Packing is a task that can range in size from small to large, but it can be quite frustrating with any job size. Even if the job seems simple, you can always count on tricky wrenches to be thrown into the process. Some items just require more attention than you might think.
Anyone who has ever moved knows how daunting the task of packing can be. One of the more challenging rooms to pack is the kitchen because of the sheer number of items and appliances you use every day. Packing KitchenAids and any other small appliances requires a bit of dedication and the right tools to get started.
Following these tips from professional movers (see info here) is a sure way to make the packing and unpacking processes much easier when it comes to those awkward appliances. You can always rest easy once the small appliances are done, before moving onto the large appliances.
1. Plan ahead and create a workspace.
No matter the scale of the home you’re packing, it can be very helpful to start by creating a packing station. This station should include a work table for wrapping, where you can keep your boxes, tape, padding, and other packing materials handy. Deciding the order in which to pack groups of items is also a very helpful early step to take.
Many appliances won’t be needed shortly before the move, or shortly after; for example, many movers will choose to pack items such as a KitchenAid mixer or a blender early, believing in a low probability of needing it for a longer timeframe.
2. Gather and disassemble appliances.
Using your workstation as a “home base,” gather your cleaned and disassembled small appliances from the kitchen. Once you have all of your appliances in one place, you will begin to get a better idea of how they can be temporarily wrapped up and stored.

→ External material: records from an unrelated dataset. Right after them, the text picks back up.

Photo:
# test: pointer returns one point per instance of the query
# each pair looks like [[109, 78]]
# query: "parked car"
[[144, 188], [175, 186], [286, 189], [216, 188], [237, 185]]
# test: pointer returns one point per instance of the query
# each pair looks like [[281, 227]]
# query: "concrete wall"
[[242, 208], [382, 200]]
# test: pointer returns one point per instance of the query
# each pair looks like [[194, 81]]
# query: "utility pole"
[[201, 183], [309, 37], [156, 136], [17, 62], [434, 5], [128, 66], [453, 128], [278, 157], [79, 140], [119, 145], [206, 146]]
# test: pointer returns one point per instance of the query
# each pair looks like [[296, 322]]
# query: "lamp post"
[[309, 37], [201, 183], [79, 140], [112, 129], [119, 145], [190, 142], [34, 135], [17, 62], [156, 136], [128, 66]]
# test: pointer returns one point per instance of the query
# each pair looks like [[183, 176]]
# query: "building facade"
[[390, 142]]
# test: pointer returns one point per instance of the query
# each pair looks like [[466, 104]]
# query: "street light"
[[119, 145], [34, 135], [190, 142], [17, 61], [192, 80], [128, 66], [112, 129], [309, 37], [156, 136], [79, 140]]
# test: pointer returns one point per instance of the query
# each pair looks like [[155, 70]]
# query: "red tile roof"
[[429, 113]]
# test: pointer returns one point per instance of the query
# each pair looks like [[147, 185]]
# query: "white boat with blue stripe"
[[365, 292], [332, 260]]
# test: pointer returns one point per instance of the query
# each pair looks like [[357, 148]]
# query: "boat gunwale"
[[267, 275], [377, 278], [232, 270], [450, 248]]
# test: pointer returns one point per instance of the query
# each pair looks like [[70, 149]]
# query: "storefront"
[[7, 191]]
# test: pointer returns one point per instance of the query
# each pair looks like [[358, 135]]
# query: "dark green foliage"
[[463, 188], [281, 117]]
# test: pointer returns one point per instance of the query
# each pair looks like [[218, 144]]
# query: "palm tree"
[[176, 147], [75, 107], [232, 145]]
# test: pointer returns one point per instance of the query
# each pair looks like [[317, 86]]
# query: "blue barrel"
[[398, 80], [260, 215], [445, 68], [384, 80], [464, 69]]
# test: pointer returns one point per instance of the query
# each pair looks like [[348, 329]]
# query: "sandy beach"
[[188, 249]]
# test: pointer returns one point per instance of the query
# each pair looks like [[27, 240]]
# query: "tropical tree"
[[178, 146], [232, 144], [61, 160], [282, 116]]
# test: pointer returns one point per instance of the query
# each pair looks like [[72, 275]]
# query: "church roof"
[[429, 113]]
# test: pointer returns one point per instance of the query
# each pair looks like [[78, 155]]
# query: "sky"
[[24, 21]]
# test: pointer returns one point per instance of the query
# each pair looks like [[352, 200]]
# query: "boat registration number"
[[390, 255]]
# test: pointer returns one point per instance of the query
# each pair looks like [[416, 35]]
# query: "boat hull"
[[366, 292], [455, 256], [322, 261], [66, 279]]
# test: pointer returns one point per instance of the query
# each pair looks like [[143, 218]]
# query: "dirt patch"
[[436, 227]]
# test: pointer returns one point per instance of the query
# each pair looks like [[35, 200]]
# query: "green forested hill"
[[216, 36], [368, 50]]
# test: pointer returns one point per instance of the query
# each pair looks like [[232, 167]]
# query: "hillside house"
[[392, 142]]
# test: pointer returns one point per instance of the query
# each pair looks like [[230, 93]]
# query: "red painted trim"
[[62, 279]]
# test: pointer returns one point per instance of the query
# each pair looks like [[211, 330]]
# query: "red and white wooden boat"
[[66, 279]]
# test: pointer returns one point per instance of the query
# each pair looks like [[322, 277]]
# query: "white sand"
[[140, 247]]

Consider which small pieces go with which appliance, using a labeling system. Also, keep in mind that some of these smaller parts are more fragile than others, and may require extra care.
As any professional mover will tell you, organization is always key to packing. As mentioned above, some appliances will be packed early and unpacked late, leaving a gap of time in between actually laying eyes on these items. It is very handy to coordinate your packing with your unpacking, by keeping assembly instructions with the appliance, and by removing small pieces, but keeping them together. In addition, if you happen to still have the original box that one appliance came in, consider using it for packing, as well.
3. Wrap items individually.
Microwave trays, blender lids, and even coffee filter trays are all examples of removable parts that can be damaged during a move. Using brown packing paper or even old newspapers, wrap each item individually before packing it into a box.
Keep similar items together. For example, packing your utensils in different boxes will lead to headaches later when you get to your new home. If you keep things stored in the same cabinets or drawers packed in one box, you will have a much easier time navigating your kitchen appliances and where they should go in your new space.
Again, it is best to label which parts go with which appliance for future reference. Then, wrap the appliance itself, and pack all items into appropriate boxes.
4. Use plenty of padding and tape.
When you reach your new home, unpacking your loved items and placing them around the house can be a very exciting time. There is nothing more disappointing than arriving to realize that a box has torn open during the move, or worse, that the contents inside have crashed together.
When packing appliances and their small parts, be sure that the boxes are filled to the brim with packing peanuts, tape, or whatever padding you have on hand (pro tip: soft items such as socks and pillowcases work as great padding, and then will take up less space elsewhere). Also, be sure to use plenty of tapes to seal the boxes shut.
When packing many items into larger boxes, make sure to pack the more durable items at the bottom, such as pots and pans, reserving space for more fragile items like glass plates and cups at the top. Be sure to label the box with which side should be facing up, so no one accidentally drops the box upside down on any fragile appliances.
Even if using the box it came in, the original assembly is not guaranteed to hold up for a second-time use, and adding extra tape to the bottom can be a lifesaver.
In the long run, the key to packing is organization. Giving yourself plenty of time for proper wrapping, boxing, and labeling may be a bit more time-consuming initially; however, it will make the process of unpacking a fun and easy one to accomplish. If you keep organized and give yourself enough time to pace yourself, packing your kitchen doesn’t need to be a hassle.